As you can see from these relative glycemic loads, that grains, dessert items, and pastas generally incur the greatest glycemic load. In general, it is a good rule of thumb to eliminate pastas, breads, dessert items, and anything that gets your sweet tooth excited for glycemic reasons. This is not even taking into consideration the other harmful effects that these foods may confer such as their lectin concentration, refined and highly processed nature, genetic modification, and preservatives and additives that may be present in these foods.

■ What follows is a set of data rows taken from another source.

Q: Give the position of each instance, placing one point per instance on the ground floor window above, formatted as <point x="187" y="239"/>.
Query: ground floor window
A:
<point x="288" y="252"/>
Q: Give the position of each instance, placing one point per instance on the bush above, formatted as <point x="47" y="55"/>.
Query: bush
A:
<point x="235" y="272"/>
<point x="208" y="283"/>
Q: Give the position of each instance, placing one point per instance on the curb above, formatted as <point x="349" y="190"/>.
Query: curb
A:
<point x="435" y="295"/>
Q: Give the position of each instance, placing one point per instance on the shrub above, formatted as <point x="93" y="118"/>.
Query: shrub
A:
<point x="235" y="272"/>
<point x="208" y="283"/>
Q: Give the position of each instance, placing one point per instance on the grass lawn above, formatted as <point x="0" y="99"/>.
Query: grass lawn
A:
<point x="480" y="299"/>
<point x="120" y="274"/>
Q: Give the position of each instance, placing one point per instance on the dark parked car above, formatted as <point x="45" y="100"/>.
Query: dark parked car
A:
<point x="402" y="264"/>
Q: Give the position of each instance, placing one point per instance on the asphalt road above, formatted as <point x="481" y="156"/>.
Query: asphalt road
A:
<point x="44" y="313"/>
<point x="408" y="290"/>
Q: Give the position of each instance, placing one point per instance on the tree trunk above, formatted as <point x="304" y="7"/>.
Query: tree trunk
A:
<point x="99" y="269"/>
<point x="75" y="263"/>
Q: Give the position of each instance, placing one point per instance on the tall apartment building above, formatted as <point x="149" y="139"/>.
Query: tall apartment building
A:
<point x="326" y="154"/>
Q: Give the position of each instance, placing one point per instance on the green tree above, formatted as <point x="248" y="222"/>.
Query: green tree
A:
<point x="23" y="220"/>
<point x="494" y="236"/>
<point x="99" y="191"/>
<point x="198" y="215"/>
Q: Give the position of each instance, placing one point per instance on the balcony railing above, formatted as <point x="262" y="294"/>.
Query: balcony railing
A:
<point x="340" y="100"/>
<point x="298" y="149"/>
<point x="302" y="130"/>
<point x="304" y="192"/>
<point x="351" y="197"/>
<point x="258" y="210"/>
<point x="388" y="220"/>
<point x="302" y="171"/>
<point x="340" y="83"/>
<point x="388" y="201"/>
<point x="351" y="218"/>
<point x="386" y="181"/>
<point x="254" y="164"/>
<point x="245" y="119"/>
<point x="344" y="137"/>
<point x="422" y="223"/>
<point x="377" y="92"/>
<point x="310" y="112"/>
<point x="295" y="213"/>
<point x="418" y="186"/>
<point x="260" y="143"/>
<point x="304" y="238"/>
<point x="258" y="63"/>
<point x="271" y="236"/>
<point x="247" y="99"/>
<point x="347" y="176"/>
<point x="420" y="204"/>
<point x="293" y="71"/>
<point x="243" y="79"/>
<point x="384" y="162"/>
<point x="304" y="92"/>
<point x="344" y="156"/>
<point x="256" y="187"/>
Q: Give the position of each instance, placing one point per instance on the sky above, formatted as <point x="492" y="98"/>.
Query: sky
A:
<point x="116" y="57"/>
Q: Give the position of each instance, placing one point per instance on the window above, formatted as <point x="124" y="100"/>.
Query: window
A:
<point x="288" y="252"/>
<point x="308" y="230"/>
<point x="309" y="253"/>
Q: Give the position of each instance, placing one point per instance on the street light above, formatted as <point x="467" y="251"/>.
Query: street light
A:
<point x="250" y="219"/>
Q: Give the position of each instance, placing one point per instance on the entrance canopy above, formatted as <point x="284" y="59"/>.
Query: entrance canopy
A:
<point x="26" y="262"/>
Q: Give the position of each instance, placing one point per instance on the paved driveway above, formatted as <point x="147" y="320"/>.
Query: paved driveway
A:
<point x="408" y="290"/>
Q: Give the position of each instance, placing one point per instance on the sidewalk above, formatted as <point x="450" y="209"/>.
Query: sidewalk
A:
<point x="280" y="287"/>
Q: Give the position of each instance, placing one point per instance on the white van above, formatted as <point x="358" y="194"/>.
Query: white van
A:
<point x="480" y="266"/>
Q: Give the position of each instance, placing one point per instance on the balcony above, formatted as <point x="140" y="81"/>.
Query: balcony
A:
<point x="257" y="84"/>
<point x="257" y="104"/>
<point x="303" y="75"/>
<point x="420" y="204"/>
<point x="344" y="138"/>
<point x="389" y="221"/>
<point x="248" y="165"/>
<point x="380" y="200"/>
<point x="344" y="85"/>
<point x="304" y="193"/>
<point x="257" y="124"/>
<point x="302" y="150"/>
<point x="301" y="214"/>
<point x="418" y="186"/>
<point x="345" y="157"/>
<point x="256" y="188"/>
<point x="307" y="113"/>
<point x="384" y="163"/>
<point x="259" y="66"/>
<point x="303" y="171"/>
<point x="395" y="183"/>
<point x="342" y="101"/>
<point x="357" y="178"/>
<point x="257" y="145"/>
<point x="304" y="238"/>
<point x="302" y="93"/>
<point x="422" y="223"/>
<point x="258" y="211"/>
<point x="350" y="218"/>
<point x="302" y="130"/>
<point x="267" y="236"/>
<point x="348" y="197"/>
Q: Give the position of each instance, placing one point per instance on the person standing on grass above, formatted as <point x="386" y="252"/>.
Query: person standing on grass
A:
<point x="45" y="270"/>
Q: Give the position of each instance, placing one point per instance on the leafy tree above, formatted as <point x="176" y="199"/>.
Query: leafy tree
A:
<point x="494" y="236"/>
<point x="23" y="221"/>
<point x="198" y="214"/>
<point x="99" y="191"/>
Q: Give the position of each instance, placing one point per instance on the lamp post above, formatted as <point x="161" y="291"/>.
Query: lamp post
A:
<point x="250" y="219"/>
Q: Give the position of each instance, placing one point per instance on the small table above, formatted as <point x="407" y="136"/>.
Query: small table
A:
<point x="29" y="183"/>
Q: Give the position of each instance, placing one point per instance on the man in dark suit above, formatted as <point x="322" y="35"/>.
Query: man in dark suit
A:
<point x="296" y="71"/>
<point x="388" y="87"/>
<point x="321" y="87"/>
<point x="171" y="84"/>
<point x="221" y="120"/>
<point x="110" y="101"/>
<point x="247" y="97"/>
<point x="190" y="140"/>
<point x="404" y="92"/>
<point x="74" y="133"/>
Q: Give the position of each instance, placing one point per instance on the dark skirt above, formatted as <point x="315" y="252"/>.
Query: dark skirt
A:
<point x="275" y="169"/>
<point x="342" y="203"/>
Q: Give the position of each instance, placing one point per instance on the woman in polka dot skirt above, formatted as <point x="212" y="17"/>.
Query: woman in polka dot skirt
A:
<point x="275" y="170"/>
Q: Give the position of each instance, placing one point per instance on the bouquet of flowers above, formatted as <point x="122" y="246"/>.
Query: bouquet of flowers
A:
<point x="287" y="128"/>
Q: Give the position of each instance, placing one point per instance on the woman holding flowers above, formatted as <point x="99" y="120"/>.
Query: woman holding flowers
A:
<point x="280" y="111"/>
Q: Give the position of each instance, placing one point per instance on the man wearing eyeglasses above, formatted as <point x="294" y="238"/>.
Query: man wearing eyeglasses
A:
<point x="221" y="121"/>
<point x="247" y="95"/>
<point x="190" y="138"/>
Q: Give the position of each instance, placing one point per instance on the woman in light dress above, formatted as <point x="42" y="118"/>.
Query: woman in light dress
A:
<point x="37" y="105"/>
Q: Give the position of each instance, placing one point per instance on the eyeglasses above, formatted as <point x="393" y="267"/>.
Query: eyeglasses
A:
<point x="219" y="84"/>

If you observe the recipes that I use with my clients (whether you are a current client or if you view the monthly menu on my site), all of the recipes that I use are aimed to be relatively low in glycemic index and glycemic load to lessen the glucose and insulin responses that are associated with insulin resistance, Type II Diabetes, and atherosclerosis.
My carbohydrate choices
Roots and tubers as great carbohydrate sources including but not limited to sweet potato, parsnip, beets, potato, and carrots! Other produce that contains some carbohydrate, though not as high as a concentration include broccoli, brussels sprouts, cabbage, sugar peas, tomatoes, and onions. Seasonal fruits, especially berries (blueberries, raspberries, strawberries, and blackberries) are a great source in moderation and are packed with antioxidants and nutrients as well. Other grain free sources like cassava flour based tortillas or cassava chips are also on my menu.
Conclusion
When we eat carbohydrates, we digest these and as a result our blood glucose rises. To compensate for the rise in blood glucose, our body wants to store away the excess glucose by secreting insulin from the pancreas. Insulin normally promotes two pathways, the eNOS pathway that prevents fatty deposits from forming in the vessels, and the MAPK pathway that promotes fatty deposits forming in the vessels. Under normal conditions, these pathways are at an equilibrium. When we eat refined carbohydrates or excess carbohydrates, we elevate our blood glucose more frequently and demand our pancreas to produce higher amounts of insulin. Over time, insulin signaling becomes worse and we call this insulin resistance, the precursor to type 2 diabetes. In addition, the insulin signaling with the eNOS pathway is decreased, while the MAPK pathway that promotes fatty deposits to form remains, leading to the formation of fatty plaques in the blood vessels. Glycemic index and glycemic load are valuable tools to monitor how much of an effect a specific food has on raising your glucose and therefore how great of an insulin response is required. Substituting higher glycemic foods like grains, desserts, and sweets for lower glycemic foods like beets, carrots, or sweet potatoes is likely beneficial for many people, as diets with higher glycemic loads are associated with insulin resistance, type 2 diabetes, and atherosclerosis (fatty deposits in blood vessels). I hope that this was a sweet, sweet read (pun intended, lol)!